In [1]:
import time
import re
from selenium import webdriver

## Set Options

In [2]:
options = webdriver.FirefoxOptions()
options.add_argument('--headless')
webpage =  webdriver.Firefox(options=options, executable_path='./drivers/geckodriver')

## Set Url

In [3]:
# index url
urlpage = 'https://docs.oracle.com/en/solutions/index.html?type=reference-architectures&page=0&is=true&sort=0' 
# get web page
webpage.get(urlpage)

## Search for webpages links

In [4]:
# execute script to scroll down the page
for i in range(10):
    webpage.execute_script("window.scrollTo(0, document.body.scrollHeight);var lenOfPage=document.body.scrollHeight;return lenOfPage;")
    # sleep for 10s
    time.sleep(3)

In [5]:
all_solution_links = webpage.find_elements_by_class_name("solutionurl")
print(f"Total links founded: {len(all_solution_links)}")

Total links founded: 79


In [6]:
url_architecture = []
for href in all_solution_links:
    url_architecture.append(href.get_attribute('href'))

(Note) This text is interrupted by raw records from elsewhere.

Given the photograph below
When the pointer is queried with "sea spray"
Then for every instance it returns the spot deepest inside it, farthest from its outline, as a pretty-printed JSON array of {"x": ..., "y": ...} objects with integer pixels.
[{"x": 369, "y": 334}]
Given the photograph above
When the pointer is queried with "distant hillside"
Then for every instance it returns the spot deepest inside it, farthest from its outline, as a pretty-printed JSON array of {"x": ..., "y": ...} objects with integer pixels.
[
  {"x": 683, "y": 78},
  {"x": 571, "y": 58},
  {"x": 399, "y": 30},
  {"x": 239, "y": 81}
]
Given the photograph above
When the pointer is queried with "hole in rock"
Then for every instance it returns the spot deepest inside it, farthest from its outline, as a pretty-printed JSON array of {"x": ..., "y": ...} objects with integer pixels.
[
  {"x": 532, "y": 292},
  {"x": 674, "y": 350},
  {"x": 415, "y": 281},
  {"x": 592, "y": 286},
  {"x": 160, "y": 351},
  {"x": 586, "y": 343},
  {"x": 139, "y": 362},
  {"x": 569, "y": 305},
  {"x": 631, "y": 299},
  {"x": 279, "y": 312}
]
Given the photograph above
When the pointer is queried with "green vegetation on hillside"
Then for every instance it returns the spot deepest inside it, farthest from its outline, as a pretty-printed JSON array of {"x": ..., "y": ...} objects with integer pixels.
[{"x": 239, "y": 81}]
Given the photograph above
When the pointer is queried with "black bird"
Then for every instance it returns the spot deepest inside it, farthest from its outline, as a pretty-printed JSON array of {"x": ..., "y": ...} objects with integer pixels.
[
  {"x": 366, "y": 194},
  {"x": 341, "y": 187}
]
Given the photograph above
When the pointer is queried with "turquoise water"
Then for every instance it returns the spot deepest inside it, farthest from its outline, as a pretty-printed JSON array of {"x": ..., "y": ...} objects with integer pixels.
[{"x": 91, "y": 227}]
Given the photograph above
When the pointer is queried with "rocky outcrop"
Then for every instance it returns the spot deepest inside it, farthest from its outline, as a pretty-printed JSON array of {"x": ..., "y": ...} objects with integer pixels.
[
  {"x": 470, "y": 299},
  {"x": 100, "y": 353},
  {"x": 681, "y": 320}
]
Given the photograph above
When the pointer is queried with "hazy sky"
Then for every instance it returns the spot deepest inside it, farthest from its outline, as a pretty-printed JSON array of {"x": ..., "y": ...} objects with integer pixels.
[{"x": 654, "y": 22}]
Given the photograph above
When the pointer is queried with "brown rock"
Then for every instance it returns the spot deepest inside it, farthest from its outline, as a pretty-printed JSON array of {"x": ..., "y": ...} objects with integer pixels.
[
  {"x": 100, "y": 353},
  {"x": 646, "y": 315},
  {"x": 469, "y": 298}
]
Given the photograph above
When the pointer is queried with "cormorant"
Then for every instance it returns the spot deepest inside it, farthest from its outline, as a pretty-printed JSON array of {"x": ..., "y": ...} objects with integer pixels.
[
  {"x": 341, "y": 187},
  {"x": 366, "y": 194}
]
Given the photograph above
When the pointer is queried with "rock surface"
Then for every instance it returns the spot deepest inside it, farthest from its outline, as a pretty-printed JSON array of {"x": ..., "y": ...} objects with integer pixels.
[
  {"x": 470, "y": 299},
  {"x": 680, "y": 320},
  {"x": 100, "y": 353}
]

## Single URL Loop - Simple
note: You can change ':' or '\n' delimiter

## Single URL Loop - regex version

In [7]:
json_out = {}

for link in url_architecture:
    
    try:
        # url
        single_url_arch = link
        # get web page
        webpage.get(single_url_arch)
    
        # execute script to scroll down the page
        for i in range(10):
            
            webpage.execute_script("window.scrollTo(0, document.body.scrollHeight);var lenOfPage=document.body.scrollHeight;return lenOfPage;")
            
            # sleep for 10s
            time.sleep(1)
            
        #title
        title = webpage.find_elements_by_tag_name("h1")[0].text
            
        #sections
        sections = webpage.find_elements_by_tag_name("div.sect2")
        
        # in most cases [0] first section from all div.sect2 refers to architecture content.
        architecture_content = sections[0]
        
        # get first image
        image_link = architecture_content.find_elements_by_tag_name('img')[0].get_attribute('src')
            
        # get first content unordered list
        ul = architecture_content.find_elements_by_tag_name('ul')[0]
        # get all li elements
        all_li = ul.find_elements_by_tag_name('li')
        
        # create conten list
        content_list = [re.search("(.)+(:|\n)", li.text)[0] for li in all_li]
            
        # combine_all
        architecture_json = {'title':title, 'content': content_list, 'img_link':image_link,}
        
        #output
        json_out[str(link)] = architecture_json
    
    except:
        print(link)

https://docs.oracle.com/en/solutions/cobol-mainframe-to-oci/index.html
https://docs.oracle.com/en/solutions/mainframe-to-oke/index.html
https://docs.oracle.com/en/solutions/wls-on-oke-marketplace/index.html
https://docs.oracle.com/en/solutions/peoplesoft-fortinet-oci/index.html
https://docs.oracle.com/en/solutions/deploy-websphere-on-oci/index.html
https://docs.oracle.com/en/solutions/hybrid-dns/index.html
https://docs.oracle.com/en/solutions/ocvs-oci/index.html
https://docs.oracle.com/en/solutions/ofsaa-oci/index.html
https://docs.oracle.com/en/solutions/db-sharding-single-region/index.html
https://docs.oracle.com/en/solutions/xregion-pvt-connectivity-oci/index.html
https://docs.oracle.com/en/solutions/flexcube-oci/index.html
https://docs.oracle.com/en/solutions/oci-ellucian/index.html


In [8]:
webpage.close

<bound method WebDriver.close of <selenium.webdriver.firefox.webdriver.WebDriver (session="958e7c18-23ed-43f3-b65f-0452115bd246")>>

## Save json

In [9]:
import json

In [12]:
a_file = open("architecture_links.json", "w")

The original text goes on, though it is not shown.